My school in the South sets Honors at the top 15% of each rotation, which means they're only assigned at the end of the year after everybody has completed their rotations. Otherwise, it's just pass or fail. So right now I really don't know how many (if any) honors I have.
 
more responses than I thought on this thread

my school has top 10-15% as well. Well, my beef with my neurology grade was mainly that I was with that attending for 1 week and our whole rotation was only 2 week. Also, it was mainly a consultaiton service. So that eval by him is garbage, since time was so short.

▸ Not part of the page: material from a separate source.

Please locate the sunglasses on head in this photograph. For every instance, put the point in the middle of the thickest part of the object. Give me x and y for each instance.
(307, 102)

But yea, subjectivity reigns supreme. On another note, for whatever reason, I am loving medicine so far - I guess I lucked out since I am on a great team with a good attending?
 
yeah, subjectivity in 3rd year is pretty much out of control.

Check this out:

I am currently doing a rotation where I have 2 attendings that I work with (separately). When I gave them my midcourse evals, one of them said that my strongest point was my presentations, they are excellent. I sit down with the other one, and do you know what she says? "you really need to work on your presentations, this is your biggest problem". What the heck do I even do with this? These are polar opposites. Judging from the rest of the eval, I think one of them is going to give me an excellent grade, and the other a terrible grade. It is unbelievable to me, its as if they are grading completely different students.

I like third year, because I feel like I am learning alot, but the grading is what is driving me insane. I just hope I can get into a good ER program even with a couple bad grades, because that is what I am going to end up with.